A 40 per cent tax payer would have an effective interest rate of 3.12 per cent with this account.
It’s worth noting that depending on whether you have savings earning interest elsewhere, you may earn the advertised pre-tax rate on up to nearly £20,000 of savings in there.
You have said that you have about £40,000 as your savings balance, which is more than a year’s annual Isa allowance of £20,000. However, you have also noted that you need some of this money for things such as your tax bill. It would be worth considering using money from taxed accounts first for these things, keeping as much as you can protected within the tax-free Isa wrapper.
We savings asked experts what would be best to do in your situation.
Would your savings be better off in a cash Isa
Andrew Hagger, founder of personal finance website MoneyComms replies: If you’re in danger of exceeding your annual personal savings allowance (PSA) then a cash Isa is a sensible option.
A standard savings account offers a slightly higher rate of around 5 per cent but if you’re going to pay 20 per cent tax on that savings interest it means your net return is 4 per cent, so a cash Isa will put more money in your pocket rather than handing it over to HMRC.
Anna Bowes, co-founder of savings website Savings Champion replies: Cash Isas are a good idea if you can no longer avoid paying tax on your savings, even though in many cases the rate would appear to be less on the Isa than the equivalent taxable account.

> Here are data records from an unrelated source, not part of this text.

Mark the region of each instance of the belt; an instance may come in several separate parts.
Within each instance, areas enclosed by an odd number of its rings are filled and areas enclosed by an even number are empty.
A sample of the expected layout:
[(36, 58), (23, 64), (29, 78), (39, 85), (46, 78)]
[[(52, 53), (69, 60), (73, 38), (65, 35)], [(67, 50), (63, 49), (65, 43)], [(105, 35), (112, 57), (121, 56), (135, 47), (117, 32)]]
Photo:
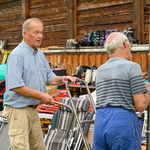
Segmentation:
[(36, 108), (37, 105), (29, 105), (28, 107)]

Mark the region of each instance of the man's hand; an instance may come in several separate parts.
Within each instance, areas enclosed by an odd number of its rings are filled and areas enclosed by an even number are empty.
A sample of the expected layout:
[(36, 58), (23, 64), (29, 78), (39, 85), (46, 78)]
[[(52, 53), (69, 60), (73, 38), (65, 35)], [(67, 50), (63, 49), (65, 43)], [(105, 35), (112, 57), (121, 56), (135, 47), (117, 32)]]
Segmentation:
[(75, 83), (77, 79), (78, 79), (77, 77), (63, 76), (63, 77), (61, 78), (61, 81), (62, 81), (63, 83), (66, 83), (66, 81), (70, 80), (72, 83)]
[(54, 105), (53, 98), (46, 93), (41, 93), (39, 100), (46, 105)]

So you need to take a look at what you would earn after tax on the standard account, compared to the tax-free interest on the Isa.
For example, the best taxable account offering unlimited access is paying 5.2 – but this falls to 4.16 per cent after the deduction of basic rate tax. The top easy-access cash Isa, with no restrictions, on the other hand, is paying 4.83 per cent from Shawbrook Bank.
This Isa does accept transfers in but is not a flexible Isa. This means that if you withdraw any money from the Isa, you cannot replace it without the replacement counting towards part of your annual Isa allowance which is currently £20,000.
Limits: Savers have a personal savings allowance, which means they can earn £1,000 or £500 of interest tax-free, for basic and higher rate taxpayers, respectively
What about a flexible Isa?
Anna Bowes replies: If you withdraw any money from an Isa that is not flexible, you cannot replace it without the replacement counting towards part of your annual Isa allowance which is currently £20,000.
Flexible Isas allow withdrawals to be made and then replaced within the same tax year, without it counting towards your allowance. T
his could be important if you need to make withdrawals on a regular basis, which you would then want to pay back in, to keep the maximum in the tax-free wrapper, but are expecting to deposit the full £20,000 also.
As an example, if you placed £20,000 into a non-flexible Isa and withdrew £5,000 you would not be able to replace that money until the following tax year, and it would then form part of your new allowance. With a flexible Isa you could replace it as long as you did so in the same tax year.
The best flexible easy access Isa is the Skipton Bonus Cash Isa Saver Issue 15 which is paying 4.9 per cent – although this rate does include a bonus of 1 per cent for the first 12 months.
Andrew Hagger replies: If there’s going to be quite a bit of money going in and out of the account during the year then a flexible Isa makes sense as it means that you have the freedom to withdraw your money and, crucially, put it back again without affecting your annual allowance.
For a flexible cash Isa, Skipton Building Society’s Bonus Cash Isa is worth a look. It pays 4.9 per cent (which includes a 1 per cent bonus for 12 months) as well as unlimited penalty free withdrawals. This Isa accepts transfers in from other Isas and the minimum balance is £1.